Judge provider resolution order: explicit provider: kwarg on judge → OmniAgent.configuration.eval_judge_provider/eval_judge_model → the agent's own provider (zero-config default).
Caching
Eval runs are cached by default, keyed on (agent class, run_alias, input, context). Re-running the same case (e.g. iterating on assertions) replays the cached output instead of calling the provider again, saving tokens. Configure or disable it:
OmniAgent.configure do |config|
config.eval_cache_enabled = true # default
config.eval_cache_path = "tmp/omni_agent_eval_cache.json" # default
end
Bypass the cache for a run (clears it before running, no manual file deletion needed):
bundle exec omni_agent eval evals/research_agent_eval.rb --fresh
Sample output:
[PASS] mentions lorem
[FAIL] mentions something the mock never says
- output "Lorem ipsum dolor sit amet, consectetur adipiscing elit." does not include "this never appears"
1/2 cases passed
Each case prints [PASS]/[FAIL] plus its name; failing cases list every unmet assertion's message. Exits non-zero if any case failed.
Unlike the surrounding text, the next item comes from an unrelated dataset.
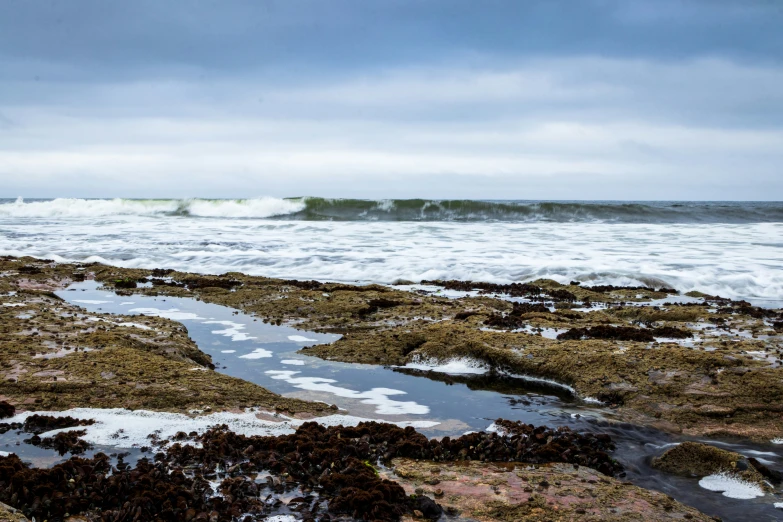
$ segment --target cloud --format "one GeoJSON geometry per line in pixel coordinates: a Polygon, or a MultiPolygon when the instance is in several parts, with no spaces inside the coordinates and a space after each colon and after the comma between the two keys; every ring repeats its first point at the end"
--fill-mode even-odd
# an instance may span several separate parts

For many input/expected-output pairs, load a YAML/JSON dataset instead of writing a case per row:
golden_set "evals/golden/research_agent.yml" do |row|
expect_output to_include: row[:expected_output]
end
Scaffold an eval and run it:
bundle exec rails generate omni_agent:eval ResearchAgent
# run from your Rails app root, like running rspec
bundle exec omni_agent eval
bundle exec omni_agent eval evals/research_agent_eval.rb
bundle exec omni_agent eval evals/research_agent_eval.rb --fresh
There's also an equivalent rake omni_agent:eval task (rake "omni_agent:eval[pattern,fresh]") if you'd rather not use the binstub.
Calls real LLM providers (cost, non-determinism) — deliberately not part of bundle exec rspec or CI.
Configuration
Global defaults can be configured through OmniAgent.configure:
OmniAgent.configure do |config|
config.default_provider = :openai
config.default_model = "gpt-4o-mini"
end
Running Tests
bundle exec rspec
Contributing
Issues and pull requests are welcome.
License
The gem is available as open source under the terms of the MIT License.